Semua orang kembali mengobrol dengan seru termasuk Sela. Hanya gue yang tidak mengeluarkan sepatah katapun.
“Al? Apa lo sakit?” Viko bertanya pada gue yang dari tadi hanya diam dan entah memandang ke arah mana.
“eh, engga kok!” gue tersenyum pada Viko dan kembali menundukan kepala gue setelah Viko mengangguk.
Gue tidak memperhatikan satupun pembicaraan mereka. Gue bermaksud untuk mengambil segelas jus yang ada di meja, tapi tangan gue bergetar dan guepun mengurungkan niat gue itu. Mungkin Viko menyadari tingkah laku gue yang terlihat kikuk. Diapun mengambilkan gue segelas air putih dan menyuruh gue untuk meminum air itu.
“makasih!”
“kalo lo pengen pulang, kita bisa pulang sekarang kok.” Hari ini Viko benar-benar memperlakukan gue dengan sangat manis.
Guepun tersenyum dan menggelengkan kepala gue.
“ga apa-apa kok,”
“kalo gitu gimana kalo kita dansa?”
“apa?” gue kaget mendengar ajakan Viko. Hati gue benar-benar berdebar sekarang. Gue melihat ke arah Sela, gue tahu dia mendengar ajakan Viko. Dan dia mengangguk setuju.
Tapi tiba-tiba seseorang berada di samping gue dan Viko. Itu Raka. Dia menatap gue.
“maaf, tapi gue dansa sama Alea duluan” Raka berkata sambil masih memandangi gue. Dan tanpa menghiraukan jawaban siapapun(gue maupun Viko), Raka menarik tangan gue.

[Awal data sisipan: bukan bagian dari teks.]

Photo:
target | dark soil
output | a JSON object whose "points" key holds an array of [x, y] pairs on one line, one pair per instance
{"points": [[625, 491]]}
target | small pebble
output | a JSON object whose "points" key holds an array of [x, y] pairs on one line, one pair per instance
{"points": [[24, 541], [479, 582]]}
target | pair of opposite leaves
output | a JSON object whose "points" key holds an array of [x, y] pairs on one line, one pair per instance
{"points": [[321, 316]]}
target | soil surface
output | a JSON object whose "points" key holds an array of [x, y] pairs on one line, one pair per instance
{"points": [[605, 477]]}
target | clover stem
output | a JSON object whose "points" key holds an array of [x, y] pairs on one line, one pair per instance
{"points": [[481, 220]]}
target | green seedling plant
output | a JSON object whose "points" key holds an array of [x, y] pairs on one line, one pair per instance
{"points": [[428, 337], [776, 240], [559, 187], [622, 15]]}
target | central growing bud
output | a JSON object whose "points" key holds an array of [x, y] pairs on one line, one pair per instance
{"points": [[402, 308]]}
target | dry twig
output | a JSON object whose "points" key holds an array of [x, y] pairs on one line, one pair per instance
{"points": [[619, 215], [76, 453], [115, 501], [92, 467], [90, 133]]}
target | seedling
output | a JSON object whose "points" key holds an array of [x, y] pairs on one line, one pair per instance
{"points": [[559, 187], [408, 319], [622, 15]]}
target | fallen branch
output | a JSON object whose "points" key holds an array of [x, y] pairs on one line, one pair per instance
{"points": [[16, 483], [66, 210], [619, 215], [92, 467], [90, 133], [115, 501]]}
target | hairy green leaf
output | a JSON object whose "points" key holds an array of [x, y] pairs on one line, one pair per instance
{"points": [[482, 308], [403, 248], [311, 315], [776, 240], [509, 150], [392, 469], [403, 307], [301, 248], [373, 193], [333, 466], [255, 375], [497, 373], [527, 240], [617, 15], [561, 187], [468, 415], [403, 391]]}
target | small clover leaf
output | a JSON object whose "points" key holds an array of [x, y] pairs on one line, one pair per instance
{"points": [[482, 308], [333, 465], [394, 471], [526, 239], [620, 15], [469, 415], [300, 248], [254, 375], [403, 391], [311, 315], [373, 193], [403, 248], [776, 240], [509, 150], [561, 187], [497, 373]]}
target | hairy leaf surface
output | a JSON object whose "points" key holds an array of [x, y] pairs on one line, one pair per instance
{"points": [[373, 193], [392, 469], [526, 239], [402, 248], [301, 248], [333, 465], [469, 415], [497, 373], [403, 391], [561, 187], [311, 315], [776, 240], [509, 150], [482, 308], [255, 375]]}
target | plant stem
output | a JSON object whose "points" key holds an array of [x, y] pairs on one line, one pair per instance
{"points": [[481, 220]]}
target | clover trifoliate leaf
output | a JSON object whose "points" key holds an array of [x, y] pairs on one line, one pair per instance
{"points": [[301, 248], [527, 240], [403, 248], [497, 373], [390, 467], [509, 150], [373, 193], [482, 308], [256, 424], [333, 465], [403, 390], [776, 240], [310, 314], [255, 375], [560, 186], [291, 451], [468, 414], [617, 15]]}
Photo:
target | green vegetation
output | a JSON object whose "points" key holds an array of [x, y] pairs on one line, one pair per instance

Setelah sampai di lantai dansa yang sudah penuh dengan banyak orang. Raka melepaskan genggaman tangannya. Raka menatap gue, samentara gue mencoba menahan diri gue untuk tidak menangis. Sungguh sulit untuk menahan perasaan ini, karena perlahan-lahan air mata gue membasahi pipi gue. Dan saat itulah Raka memeluk gue, membuat gue semakin manangis.
“maaf,” Raka membisikan kata maaf yang membuat gue semakin tidak ingin berhenti menangis.
Untuk beberapa lama kami hanya berpelukan di tengah-tengah semua orang yang berada di lantai dansa. Karena memang lagu yang di putar oleh DJ saat ini sangatlah manis.
Akhirnya Raka melepaskan pelukannya setelah merasakan gue berhenti menangis. Dia memegang bahu gue dan menatap gue. Membuat gue menahan air mata gue untuk menetes lagi.
“maaf,” Raka mencoba menatap mata gue lagi.
Gue mengambil nafas panjang, mengangkat kepala gue dan membalas tatapan Raka.
“jangan khawatir, bahkan sejak kita mulai hubungan kita. Gue udah bilang sama diri gue sendiri gue akan selalu memaafkan lo. Apapun yang lo lakuin.” Gue memegang pipi Raka dengan tangan kanan gue dan tersenyum.
Raka menghembuskan nafasnya dan membalas senyuman gue.
...............................................
Gue menunggu Viko yang sedang mengambil mobilnya di parkiran. Ya, sudah saatnya pulang karena pesta telah berakhir. Gue menatap langit yang luas. Gue berbicara pada diri gue sendiri.